12. Lovingly Shield My Anxious Heart

Forever, I want you to be here, So you can show me you care. I can’t dream of a life of awe without you, So, I pray, that you’ll never leave my side. When you’re here, my dim heart’s darkness subsides, Without you, there’s only fear that binds my timid light. Each unsettling breath I breathe trembles my broken soul, Yet, your gracious presence helps ease the horrid quake. With each and every encounter, My grateful heart whispers, I love you for you, all of you, Silently, I kneel down and pray, I hope you’ll never go away. So, I earnestly ask of you, forever stay by me, I say, as our bond fills me with immense glee. Hold me close in your warm embrace, As you shelter my shivering lips with yours, A kiss that shields my heart from loneliness. With all the love in my anxious heart, I say, Reciprocate, so my heart won’t go astray. Loving your affection brings color to my day.

11. Reflection (Acrostic)

Will you give me room to breathe? I pray that you will. Left alone with my thoughts, Love dims without room for air. You say that you love me, Or so that’s what you speak. Unsure, anxiety binds my mind. For once, I’d like some honesty. Life is so cold living in doubt. Yet I can’t make my embers spark. Masqueradeing my emotions, Every moment becomes hollow. Awake, I look for change. With newfound courage, All will become just fine. Yours truly, your shadow

10. Null & Void

Empty, I lay without feeling. Lonely, I wander without purpose. Null of meaning, I walk about hesitantly. Void of direction, Every step is without value Senses, neglected as with true consciousness. Self affirmations, abandoned like naive hope. Doubt covers my minds eyes as my heart cowers in fear. Uncertainty bears its fruits as acceptance showers away. Numbed of all sensations during times of uneased anxiety. Blinded by cravings, denial, the illusions of the hazed mind. Walls of dissatisfaction begin to illuminate hollow thoughts. I’ve become null and void as the self begs for new life. Without breath, I’m unable to portray my earnest conviction. Constricted of love, my ill beating heart yearns to be loved.
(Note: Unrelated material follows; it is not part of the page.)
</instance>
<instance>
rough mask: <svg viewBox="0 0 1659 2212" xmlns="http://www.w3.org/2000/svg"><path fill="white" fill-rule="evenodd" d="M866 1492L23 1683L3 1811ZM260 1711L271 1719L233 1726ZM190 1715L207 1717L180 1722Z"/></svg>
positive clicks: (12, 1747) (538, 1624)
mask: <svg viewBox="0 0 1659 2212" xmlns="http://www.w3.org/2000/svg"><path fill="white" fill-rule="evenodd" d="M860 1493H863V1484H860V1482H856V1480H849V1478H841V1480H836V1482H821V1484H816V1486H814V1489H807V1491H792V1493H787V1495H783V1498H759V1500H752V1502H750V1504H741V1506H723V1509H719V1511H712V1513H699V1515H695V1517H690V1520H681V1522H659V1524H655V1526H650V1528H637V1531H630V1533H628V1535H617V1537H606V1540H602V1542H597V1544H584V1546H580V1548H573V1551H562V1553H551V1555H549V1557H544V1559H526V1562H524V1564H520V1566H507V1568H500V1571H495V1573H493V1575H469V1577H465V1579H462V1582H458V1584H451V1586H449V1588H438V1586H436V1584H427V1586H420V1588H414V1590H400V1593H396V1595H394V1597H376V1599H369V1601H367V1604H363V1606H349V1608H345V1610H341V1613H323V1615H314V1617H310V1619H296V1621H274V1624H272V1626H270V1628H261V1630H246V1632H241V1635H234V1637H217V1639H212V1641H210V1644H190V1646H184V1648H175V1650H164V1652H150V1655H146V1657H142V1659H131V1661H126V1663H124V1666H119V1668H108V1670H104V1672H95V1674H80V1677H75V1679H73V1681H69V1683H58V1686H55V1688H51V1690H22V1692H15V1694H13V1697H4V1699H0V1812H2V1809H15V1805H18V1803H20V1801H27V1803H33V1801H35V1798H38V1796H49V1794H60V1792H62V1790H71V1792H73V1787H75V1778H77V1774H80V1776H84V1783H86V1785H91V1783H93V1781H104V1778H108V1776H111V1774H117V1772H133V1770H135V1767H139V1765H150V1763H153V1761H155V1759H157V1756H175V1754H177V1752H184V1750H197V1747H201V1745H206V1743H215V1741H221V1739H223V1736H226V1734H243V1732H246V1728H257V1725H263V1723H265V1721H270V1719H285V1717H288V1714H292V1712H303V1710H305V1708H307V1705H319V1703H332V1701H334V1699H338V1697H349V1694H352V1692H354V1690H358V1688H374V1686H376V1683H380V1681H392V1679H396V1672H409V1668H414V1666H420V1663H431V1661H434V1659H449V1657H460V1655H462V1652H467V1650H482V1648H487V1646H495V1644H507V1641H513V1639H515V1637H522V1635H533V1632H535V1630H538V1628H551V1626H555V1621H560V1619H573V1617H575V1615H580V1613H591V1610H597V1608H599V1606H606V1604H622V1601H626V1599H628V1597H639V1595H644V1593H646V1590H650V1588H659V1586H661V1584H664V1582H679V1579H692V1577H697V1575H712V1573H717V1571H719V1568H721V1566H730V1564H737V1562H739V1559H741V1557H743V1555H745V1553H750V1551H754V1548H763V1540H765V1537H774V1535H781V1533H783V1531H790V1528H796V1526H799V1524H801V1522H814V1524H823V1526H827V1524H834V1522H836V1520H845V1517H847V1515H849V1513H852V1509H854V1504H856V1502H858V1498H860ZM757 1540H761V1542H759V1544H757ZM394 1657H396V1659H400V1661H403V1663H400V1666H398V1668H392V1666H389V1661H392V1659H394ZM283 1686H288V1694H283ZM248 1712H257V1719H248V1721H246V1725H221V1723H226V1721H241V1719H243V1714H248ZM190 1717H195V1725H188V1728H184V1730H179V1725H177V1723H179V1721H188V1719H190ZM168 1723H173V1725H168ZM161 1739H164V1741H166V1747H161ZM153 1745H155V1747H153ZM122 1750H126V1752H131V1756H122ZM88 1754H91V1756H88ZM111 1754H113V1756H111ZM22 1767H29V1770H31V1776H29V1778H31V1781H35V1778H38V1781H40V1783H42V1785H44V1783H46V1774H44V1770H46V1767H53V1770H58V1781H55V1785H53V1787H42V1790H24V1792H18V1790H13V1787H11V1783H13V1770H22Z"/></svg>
09. Ready?! Set! ...Wait Wait Wait!

I don’t want to fight, Yet, I can’t avoid this struggle. I’m forced to take action, Or forever be held back by fear. Go farther into the hazy unknown? Or retreat into old comfort? A sincere life, That’s my craving. Will the new breath new life into me? Or will the new take life from me? Certainly, I’ll never know until I take a chance.

08. Haze

Emptiness, the feeling that won’t go astray. Awe, the wonders that have left in dismay Slowly, my world changes. Bit by bit, my thoughts fade. Time ticks as I grasp for meaning. Life moves on as I slip away. Compassion fades as loneliness grows. Doubt invades my mind as love walks away. Confused, I write to understand. Distraught, I crawl around uncertainty. Memories, can I trust them? Time, have you deluded them? Heart, have you tainted them? Mind, have you given up on them? I raise these questions, yet... I don’t know anymore...

07. The Hearts Caregiver

Sleep, the healer of distress. Nights medicine for the day. Too little, I walk with eyes closed. Too much, my heart beats ill. Nights without rest give birth to days without life. Eyes lay open as my mind goes astray into the void. Rest, the key to vulnerability, to love. Sleep, the mother of the heart.